L'esercitazione

Prosegue l’esercitazione nazionale della Protezione civile lungo il bacino del Po

Questa mattina l’evacuazione del canile Baulandia, che ospita circa 50 cani e le simulazioni di  salvataggio di una persona caduta nel fiume Po

Prosegue l’esercitazione nazionale della Protezione civile lungo il bacino del Po

Proseguirà fino a sabato, lungo il bacino del Po, l’esercitazione nazionale della Protezione civile denominata EXE PO 2026.

L’esercitazione della Protezione Civile

“Si tratta di un’importante occasione di verifica della risposta operativa del sistema agli eventi di piena e di alluvione – ha sottolineato il Capo Dipartimento della Protezione civile Fabio Ciciliano –: in queste ore vengono messi alla prova i metodi di allertamento, di soccorso e di assistenza alla popolazione, la tutela degli animali e la valutazione delle situazioni di pericolosità e di rischio”.

L’esercitazione, che complessivamente coinvolge un migliaio di persone, è iniziata ieri a Torino, con l’apertura della Sala operativa cui è seguito l’allertamento e l’attivazione dei Centri operativi dei territori interessati. Per l’occasione partecipano le principali componenti del sistema nazionale e regionale della protezione civile, tra cui AIPo (Agenzia Interregionale per il fiume Po), le 8 Prefetture e Province piemontesi, ARPA Piemonte, 160 Comuni piemontesi, l’Ente Parco Fluviale del Po, Asl, Corpo Nazionale dei Vigili del Fuoco, Croce Rossa Italiana, Anpas e una cospicua componente del volontariato organizzato di protezione civile, nonché volontariato delle associazioni animaliste.

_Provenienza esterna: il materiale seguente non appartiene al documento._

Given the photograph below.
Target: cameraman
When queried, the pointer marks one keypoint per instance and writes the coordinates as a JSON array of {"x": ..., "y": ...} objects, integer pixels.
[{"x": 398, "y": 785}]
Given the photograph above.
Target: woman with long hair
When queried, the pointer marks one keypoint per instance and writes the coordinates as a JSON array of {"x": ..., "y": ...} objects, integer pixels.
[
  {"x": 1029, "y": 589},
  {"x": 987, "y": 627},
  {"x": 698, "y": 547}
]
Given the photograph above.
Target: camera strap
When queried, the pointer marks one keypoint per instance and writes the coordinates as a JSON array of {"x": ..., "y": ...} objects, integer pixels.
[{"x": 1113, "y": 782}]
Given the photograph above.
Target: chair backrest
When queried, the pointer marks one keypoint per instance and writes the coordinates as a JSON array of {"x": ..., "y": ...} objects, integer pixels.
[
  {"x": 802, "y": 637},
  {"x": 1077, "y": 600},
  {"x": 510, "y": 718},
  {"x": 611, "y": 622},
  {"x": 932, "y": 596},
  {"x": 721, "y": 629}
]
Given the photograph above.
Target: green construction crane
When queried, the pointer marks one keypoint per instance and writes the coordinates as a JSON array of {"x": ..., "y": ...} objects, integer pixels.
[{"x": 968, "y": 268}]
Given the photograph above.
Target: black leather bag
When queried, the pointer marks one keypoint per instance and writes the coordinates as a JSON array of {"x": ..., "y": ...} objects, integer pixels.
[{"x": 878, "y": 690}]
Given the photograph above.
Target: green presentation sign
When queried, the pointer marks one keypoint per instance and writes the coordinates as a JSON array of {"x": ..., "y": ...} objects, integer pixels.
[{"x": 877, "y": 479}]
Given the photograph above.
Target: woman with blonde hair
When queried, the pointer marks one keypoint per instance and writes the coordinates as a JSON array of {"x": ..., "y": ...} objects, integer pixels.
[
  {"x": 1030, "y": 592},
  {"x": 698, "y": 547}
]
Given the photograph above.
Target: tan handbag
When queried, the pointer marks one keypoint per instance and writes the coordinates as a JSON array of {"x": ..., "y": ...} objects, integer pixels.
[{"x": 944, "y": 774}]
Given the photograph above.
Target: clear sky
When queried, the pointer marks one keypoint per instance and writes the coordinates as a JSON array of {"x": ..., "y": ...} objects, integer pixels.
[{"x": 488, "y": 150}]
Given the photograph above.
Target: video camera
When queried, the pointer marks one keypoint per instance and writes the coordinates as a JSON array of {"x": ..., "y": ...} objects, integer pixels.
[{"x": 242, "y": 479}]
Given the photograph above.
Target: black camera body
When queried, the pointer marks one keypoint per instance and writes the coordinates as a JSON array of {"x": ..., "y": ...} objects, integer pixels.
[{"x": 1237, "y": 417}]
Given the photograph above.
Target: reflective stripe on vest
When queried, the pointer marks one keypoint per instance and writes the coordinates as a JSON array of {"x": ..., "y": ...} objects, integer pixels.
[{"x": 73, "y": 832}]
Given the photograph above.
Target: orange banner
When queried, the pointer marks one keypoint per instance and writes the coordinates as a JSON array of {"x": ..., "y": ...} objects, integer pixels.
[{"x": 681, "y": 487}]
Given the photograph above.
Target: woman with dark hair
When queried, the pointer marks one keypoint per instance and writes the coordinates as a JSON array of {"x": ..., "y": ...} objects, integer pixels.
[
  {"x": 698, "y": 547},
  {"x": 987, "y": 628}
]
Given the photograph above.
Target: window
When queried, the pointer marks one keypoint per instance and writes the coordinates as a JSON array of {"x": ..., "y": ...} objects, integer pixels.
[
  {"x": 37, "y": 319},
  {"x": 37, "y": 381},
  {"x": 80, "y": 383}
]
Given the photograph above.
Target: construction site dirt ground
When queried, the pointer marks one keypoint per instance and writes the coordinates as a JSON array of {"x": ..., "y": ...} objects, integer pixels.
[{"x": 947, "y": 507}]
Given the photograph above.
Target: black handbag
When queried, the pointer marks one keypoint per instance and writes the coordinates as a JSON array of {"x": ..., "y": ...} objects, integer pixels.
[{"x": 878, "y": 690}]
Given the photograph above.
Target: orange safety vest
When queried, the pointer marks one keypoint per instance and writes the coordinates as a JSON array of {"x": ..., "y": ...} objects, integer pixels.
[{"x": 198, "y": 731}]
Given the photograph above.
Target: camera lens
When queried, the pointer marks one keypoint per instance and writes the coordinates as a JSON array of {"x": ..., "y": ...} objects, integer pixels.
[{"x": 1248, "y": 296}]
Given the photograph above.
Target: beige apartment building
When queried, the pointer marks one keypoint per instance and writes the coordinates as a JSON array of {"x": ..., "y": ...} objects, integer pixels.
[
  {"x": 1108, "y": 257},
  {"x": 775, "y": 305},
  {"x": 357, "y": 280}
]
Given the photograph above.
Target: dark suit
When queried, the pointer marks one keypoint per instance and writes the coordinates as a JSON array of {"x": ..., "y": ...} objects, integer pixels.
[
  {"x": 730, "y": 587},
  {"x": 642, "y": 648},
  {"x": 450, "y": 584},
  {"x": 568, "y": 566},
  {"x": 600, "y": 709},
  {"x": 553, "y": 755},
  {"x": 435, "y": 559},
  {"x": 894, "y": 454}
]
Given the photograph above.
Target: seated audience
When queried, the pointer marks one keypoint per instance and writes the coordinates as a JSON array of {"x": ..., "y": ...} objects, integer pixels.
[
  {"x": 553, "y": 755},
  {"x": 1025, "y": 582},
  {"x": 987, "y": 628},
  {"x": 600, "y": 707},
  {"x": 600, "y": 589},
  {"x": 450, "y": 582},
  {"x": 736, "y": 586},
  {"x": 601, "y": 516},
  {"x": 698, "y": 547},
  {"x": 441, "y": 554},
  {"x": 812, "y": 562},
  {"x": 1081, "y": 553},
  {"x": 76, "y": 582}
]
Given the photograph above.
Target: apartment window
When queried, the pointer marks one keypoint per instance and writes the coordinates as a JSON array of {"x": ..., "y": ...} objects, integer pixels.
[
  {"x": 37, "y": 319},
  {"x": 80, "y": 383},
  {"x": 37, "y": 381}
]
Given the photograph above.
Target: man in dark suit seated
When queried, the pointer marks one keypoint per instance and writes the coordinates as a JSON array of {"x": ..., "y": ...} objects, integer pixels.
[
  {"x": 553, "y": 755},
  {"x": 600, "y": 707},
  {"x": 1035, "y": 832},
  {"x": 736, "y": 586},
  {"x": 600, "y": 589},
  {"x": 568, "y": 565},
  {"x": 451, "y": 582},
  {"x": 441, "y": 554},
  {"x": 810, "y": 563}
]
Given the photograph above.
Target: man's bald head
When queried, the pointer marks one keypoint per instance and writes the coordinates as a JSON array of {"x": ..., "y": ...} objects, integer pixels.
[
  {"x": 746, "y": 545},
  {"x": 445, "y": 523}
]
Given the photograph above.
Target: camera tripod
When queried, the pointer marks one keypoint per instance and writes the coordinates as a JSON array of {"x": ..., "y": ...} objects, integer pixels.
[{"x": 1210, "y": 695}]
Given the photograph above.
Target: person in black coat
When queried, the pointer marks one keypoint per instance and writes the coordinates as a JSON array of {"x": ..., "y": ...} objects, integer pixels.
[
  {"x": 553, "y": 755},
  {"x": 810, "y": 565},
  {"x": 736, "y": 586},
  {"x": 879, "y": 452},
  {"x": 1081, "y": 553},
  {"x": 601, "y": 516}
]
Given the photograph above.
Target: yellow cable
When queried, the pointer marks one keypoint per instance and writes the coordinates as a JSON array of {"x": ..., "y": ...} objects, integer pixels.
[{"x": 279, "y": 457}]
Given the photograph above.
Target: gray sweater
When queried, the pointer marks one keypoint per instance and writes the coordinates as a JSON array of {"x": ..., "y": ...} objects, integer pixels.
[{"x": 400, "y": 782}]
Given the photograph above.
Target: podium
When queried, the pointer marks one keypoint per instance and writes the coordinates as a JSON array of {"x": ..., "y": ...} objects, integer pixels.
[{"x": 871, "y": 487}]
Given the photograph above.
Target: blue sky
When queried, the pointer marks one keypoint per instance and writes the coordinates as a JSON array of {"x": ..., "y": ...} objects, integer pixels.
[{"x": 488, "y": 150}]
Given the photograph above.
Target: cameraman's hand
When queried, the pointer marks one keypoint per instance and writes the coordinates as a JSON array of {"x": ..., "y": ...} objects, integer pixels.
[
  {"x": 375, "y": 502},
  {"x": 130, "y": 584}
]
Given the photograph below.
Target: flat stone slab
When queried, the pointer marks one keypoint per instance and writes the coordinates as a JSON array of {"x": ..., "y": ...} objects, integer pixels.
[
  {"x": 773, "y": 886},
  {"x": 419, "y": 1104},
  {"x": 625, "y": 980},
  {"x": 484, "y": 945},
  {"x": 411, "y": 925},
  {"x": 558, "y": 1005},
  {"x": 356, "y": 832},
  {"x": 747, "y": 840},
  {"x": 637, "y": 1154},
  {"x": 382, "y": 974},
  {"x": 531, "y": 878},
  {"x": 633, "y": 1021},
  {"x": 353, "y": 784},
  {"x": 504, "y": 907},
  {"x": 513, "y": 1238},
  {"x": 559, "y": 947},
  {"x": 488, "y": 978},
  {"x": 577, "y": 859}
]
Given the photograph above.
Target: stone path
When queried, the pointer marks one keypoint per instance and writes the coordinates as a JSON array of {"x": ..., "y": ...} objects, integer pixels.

Questa mattina, a Casale Monferrato, si è svolta l’evacuazione del canile Baulandia, che ospita circa 50 cani. Poi ci si è concentrati su simulazioni di  salvataggio di una persona caduta nel fiume Po dal ponte di Casale Monferrato: qui sono intervenuti i vigili del fuoco del Piemonte.

Le operazioni proseguiranno domani a Isola Giarola, in provincia di Piacenza, dove si terrà un’attività congiunta tra Emilia Romagna, Lombardia e Piemonte sul dispiegamento di moduli di pompaggio ad elevata capacità. Per tutta la durata dell’esercitazione si svolgerà un’attività di monitoraggio e osservazione del territorio con aeromobili. Coinvolta anche la zona di Trino Vercellese nelle varie simulazioni. Sabato mattina, infine, attività di censimento del danno in alcune aree del territorio comunale di Casale Monferrato.